Prevent referrals for rightwing extremism rise by third
New figures have shown that the number of people referred to the UK government’s counter-extremism programme over concerns about far-right activity has risen by 36 per cent. In the year to March 2018, 1,312 individuals were referred to the programme, an increase of 36 per cent on the previous year, and accounting for 18 per cent of all referrals.
Concerns related to Islamist extremism still make up the highest proportion at 44 per cent or 3,197. Channel, which is part of the Prevent strategy, provides specialist support to people who are at risk of being drawn into terrorism.
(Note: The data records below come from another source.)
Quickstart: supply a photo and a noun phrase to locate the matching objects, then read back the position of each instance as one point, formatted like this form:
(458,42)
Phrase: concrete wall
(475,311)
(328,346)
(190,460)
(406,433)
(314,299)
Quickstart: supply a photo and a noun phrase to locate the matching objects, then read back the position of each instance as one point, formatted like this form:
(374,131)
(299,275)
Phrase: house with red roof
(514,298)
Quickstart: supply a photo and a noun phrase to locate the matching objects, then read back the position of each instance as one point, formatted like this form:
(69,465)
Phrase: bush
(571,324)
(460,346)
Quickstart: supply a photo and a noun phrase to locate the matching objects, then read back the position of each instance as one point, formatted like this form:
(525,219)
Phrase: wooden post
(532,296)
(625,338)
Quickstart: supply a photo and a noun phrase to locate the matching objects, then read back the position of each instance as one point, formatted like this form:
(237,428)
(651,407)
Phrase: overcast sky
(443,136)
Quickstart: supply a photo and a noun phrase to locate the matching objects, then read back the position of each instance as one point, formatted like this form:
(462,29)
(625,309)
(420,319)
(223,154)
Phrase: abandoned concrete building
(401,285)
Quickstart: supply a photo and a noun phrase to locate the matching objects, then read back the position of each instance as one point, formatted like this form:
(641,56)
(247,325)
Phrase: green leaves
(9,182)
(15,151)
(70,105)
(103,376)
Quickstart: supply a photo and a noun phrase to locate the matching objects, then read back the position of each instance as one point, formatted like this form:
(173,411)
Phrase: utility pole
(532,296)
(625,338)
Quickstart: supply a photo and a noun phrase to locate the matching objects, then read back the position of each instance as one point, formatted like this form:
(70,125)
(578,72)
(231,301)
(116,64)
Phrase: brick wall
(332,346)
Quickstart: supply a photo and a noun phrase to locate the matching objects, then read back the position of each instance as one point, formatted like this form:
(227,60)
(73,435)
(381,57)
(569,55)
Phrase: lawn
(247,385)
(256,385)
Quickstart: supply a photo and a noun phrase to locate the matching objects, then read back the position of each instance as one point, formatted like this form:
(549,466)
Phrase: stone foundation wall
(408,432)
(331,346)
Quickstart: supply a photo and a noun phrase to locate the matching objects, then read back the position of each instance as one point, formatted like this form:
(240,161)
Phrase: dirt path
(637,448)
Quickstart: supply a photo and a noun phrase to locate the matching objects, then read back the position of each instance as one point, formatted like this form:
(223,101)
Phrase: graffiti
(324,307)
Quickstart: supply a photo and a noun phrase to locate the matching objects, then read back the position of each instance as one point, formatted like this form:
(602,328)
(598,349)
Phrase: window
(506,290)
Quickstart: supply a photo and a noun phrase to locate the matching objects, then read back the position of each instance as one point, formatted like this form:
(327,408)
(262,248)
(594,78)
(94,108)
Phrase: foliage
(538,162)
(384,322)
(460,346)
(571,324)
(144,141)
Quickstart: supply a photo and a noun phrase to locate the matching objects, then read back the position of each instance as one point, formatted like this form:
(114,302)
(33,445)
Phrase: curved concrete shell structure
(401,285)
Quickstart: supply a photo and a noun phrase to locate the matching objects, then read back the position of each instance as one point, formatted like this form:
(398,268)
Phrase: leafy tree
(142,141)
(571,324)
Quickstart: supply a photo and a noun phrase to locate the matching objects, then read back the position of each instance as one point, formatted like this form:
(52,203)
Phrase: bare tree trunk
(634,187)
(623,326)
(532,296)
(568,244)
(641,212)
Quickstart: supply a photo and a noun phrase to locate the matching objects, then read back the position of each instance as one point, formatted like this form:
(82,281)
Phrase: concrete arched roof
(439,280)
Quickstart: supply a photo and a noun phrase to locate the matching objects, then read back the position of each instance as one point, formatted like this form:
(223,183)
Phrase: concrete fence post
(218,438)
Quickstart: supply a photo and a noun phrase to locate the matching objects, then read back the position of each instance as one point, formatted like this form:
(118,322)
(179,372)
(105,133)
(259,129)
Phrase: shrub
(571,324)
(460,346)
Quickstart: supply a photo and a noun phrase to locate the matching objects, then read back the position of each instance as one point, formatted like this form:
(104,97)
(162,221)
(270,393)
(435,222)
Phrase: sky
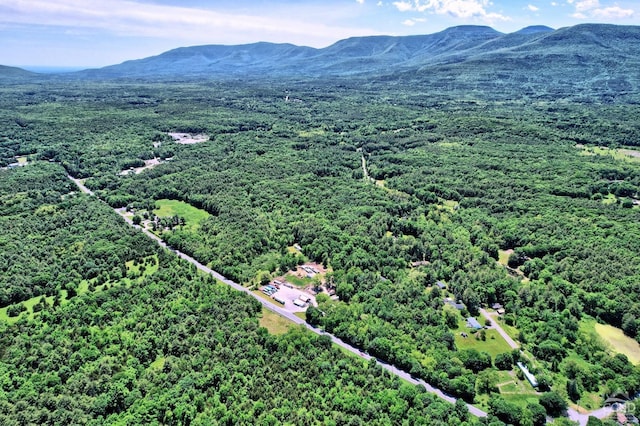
(95,33)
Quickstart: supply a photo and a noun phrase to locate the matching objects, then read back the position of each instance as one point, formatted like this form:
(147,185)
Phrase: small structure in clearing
(473,323)
(530,377)
(188,138)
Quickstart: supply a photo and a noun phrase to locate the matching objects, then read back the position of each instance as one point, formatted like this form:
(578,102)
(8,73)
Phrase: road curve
(290,316)
(499,329)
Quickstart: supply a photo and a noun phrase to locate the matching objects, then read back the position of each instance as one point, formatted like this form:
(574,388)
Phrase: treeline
(182,349)
(52,238)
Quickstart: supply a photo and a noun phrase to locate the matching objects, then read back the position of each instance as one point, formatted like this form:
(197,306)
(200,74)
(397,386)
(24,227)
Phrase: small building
(621,418)
(458,305)
(473,323)
(530,377)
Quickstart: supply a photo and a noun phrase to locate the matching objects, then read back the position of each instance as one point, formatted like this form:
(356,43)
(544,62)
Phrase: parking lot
(288,295)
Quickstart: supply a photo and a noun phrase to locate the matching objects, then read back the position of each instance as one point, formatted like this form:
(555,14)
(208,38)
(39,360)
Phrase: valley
(463,229)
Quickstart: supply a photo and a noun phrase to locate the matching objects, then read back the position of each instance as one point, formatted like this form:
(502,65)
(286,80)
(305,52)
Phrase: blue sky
(94,33)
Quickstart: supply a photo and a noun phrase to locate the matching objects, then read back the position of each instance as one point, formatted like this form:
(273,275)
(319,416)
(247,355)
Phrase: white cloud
(591,9)
(180,23)
(614,12)
(403,6)
(585,5)
(456,8)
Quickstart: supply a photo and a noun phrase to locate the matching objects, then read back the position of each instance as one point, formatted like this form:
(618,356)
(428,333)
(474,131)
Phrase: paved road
(289,315)
(495,325)
(574,415)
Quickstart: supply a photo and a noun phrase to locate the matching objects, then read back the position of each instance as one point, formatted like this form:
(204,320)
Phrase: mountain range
(583,58)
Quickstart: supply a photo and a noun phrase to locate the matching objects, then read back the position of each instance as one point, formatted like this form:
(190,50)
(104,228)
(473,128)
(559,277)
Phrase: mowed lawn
(618,342)
(493,345)
(275,323)
(193,216)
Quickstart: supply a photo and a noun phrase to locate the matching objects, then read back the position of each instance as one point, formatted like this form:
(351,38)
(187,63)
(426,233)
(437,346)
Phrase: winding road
(289,315)
(574,415)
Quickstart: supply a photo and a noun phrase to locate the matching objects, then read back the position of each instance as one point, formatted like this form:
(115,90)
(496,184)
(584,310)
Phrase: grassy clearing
(298,281)
(275,323)
(493,345)
(158,364)
(503,256)
(618,342)
(610,199)
(310,133)
(620,154)
(192,215)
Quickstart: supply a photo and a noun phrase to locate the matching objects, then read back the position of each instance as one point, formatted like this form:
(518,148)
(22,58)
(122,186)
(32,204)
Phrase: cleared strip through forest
(290,316)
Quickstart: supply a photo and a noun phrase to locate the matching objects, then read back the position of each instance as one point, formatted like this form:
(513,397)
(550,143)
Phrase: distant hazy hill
(589,59)
(10,73)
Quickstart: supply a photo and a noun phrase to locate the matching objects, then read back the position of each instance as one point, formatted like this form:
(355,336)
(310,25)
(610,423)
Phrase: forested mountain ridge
(383,55)
(585,62)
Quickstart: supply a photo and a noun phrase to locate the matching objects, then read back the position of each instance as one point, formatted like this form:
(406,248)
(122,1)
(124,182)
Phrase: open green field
(503,257)
(618,342)
(297,281)
(192,215)
(493,345)
(275,323)
(622,154)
Of the 394 individuals who received Channel support, 45 per cent were referred for concerns related to Islamist extremism and 44 per cent for concerns related to rightwing extremism.
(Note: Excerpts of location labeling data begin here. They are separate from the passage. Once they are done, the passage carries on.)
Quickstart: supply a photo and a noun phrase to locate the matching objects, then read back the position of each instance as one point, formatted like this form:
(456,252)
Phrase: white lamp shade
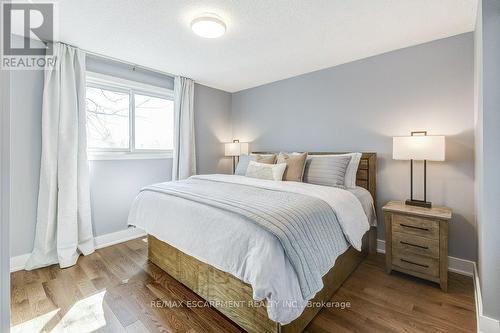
(418,147)
(236,148)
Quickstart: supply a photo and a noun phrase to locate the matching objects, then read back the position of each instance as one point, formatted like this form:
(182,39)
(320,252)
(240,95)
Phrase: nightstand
(416,241)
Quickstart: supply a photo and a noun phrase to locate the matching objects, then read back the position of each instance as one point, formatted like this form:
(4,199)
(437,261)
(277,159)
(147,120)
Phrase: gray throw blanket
(307,227)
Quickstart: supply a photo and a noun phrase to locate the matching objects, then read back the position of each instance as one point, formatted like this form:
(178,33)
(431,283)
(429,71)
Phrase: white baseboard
(485,324)
(18,263)
(456,265)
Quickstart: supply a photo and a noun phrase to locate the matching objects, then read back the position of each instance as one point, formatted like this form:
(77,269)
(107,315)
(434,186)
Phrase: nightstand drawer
(403,242)
(416,226)
(416,263)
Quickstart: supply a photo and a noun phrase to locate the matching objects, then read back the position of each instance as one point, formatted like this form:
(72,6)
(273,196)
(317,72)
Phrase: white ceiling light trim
(208,26)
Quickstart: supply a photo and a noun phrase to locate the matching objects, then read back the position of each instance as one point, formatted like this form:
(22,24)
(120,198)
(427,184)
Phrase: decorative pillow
(295,164)
(352,169)
(265,170)
(326,170)
(242,166)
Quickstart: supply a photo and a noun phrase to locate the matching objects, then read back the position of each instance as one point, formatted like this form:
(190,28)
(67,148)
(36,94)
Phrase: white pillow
(265,171)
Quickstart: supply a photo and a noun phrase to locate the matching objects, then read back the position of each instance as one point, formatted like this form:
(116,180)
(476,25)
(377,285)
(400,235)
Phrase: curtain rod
(133,65)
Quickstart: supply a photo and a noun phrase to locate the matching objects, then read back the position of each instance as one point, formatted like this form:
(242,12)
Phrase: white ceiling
(266,40)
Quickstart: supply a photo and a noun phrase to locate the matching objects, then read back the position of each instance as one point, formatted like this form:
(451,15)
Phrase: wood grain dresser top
(439,212)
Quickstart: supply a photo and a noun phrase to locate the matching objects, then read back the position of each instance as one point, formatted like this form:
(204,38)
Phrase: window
(128,119)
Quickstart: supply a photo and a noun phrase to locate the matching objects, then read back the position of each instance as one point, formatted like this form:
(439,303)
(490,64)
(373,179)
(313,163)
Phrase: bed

Of the 7,318 recorded as having been referred to Prevent last year, 42 per cent received no further action, 40 per cent were referred to other safeguarding services and 18 per cent were discussed at a Channel panel. Security Minister Ben Wallace said: “Prevent plays a vital role in stopping vulnerable people being drawn into all forms of terrorism and safeguarding is at the heart of it.
Since 2012, the Prevent programme has stopped potentially 1,267 people from going on to become terrorists and harming our society. “The figures released today show Prevent is tackling the threat from radicalisation wherever it is found, including from the rise in the rightwing extremism. Through the Prevent and Channel programme, people who are vulnerable to radicalisation have received the support they need to turn their lives around which has also helped keep our communities safe.”